A divorcing couple will face numerous disputes and negotiations while moving through the process. Factors such as parenting time, spousal support and property division can all represent disagreements. While it might seem like a straightforward process, dividing marital property can quickly become complicated by many factors.
Here are three factors that might prove challenging when the divorcing couple comes to property division:
- The family business: Many couples work together, directly or indirectly, toward the success of the business. Whether the couple works together in the day-to-day operation of the company, or one spouse takes on more responsibility at home freeing up the other spouse to run the business, generally both parties have an interest in the distribution of assets. With a proper business valuation in hand, the couple can generally pick from three options: sell the business and split the profit, one spouse buys out the other spouse, or the couple runs the business together post-divorce.
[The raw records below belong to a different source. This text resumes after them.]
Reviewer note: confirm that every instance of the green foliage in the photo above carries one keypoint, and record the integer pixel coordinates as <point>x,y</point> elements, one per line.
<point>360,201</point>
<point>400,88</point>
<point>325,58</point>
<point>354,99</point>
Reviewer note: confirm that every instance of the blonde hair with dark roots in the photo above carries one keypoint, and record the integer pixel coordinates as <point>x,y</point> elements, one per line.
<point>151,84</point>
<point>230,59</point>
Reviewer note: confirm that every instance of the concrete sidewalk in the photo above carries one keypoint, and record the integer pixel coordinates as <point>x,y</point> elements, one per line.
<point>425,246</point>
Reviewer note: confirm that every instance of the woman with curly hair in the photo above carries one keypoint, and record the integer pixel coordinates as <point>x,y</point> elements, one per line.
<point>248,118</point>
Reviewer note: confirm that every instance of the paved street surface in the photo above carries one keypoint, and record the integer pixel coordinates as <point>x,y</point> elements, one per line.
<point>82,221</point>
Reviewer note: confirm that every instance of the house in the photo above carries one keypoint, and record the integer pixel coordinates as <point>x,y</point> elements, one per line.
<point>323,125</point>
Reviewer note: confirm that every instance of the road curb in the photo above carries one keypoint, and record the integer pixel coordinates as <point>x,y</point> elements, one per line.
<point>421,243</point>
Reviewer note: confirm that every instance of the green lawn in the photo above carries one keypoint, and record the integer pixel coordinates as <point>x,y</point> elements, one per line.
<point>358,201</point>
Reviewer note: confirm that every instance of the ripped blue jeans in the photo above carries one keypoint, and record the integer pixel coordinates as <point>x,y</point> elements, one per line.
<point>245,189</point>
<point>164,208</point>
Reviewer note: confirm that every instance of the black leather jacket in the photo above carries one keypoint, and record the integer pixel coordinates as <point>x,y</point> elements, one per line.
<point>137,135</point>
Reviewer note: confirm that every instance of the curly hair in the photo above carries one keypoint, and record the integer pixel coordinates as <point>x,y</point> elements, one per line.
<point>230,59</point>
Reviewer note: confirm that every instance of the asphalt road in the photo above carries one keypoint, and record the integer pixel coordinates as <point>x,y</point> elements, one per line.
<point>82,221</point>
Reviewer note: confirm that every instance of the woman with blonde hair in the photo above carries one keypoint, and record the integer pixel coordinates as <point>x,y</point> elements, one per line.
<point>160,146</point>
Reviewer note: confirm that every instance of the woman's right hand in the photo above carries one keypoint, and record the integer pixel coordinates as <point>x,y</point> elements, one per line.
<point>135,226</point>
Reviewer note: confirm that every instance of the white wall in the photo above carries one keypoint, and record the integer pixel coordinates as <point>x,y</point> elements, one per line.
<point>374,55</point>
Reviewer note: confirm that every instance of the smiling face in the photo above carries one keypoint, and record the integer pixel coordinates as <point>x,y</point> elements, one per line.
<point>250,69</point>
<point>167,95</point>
- Any digital assets: Couples place more and more importance on digital assets. From entertainment collections to online storefronts, a couple likely devotes significant time and effort building these properties. In a divorce, the division of these digital assets couple prove complex.
- Accumulated debt: Whether the couple shared credit cards, worked together to pay off student loans or pooled their resources to purchase vehicles, the joint debt can represent significant financial responsibilities. When dividing property, the couple must also carefully examine debt to reach a comprehensive financial picture.
Even if divorce is the best option for your future, the couple will likely face numerous domestic relations bumps along the road. The division of debts and assets, whether they are physical or digital, can lead to heated, emotional debates before the couple reaches a compromise.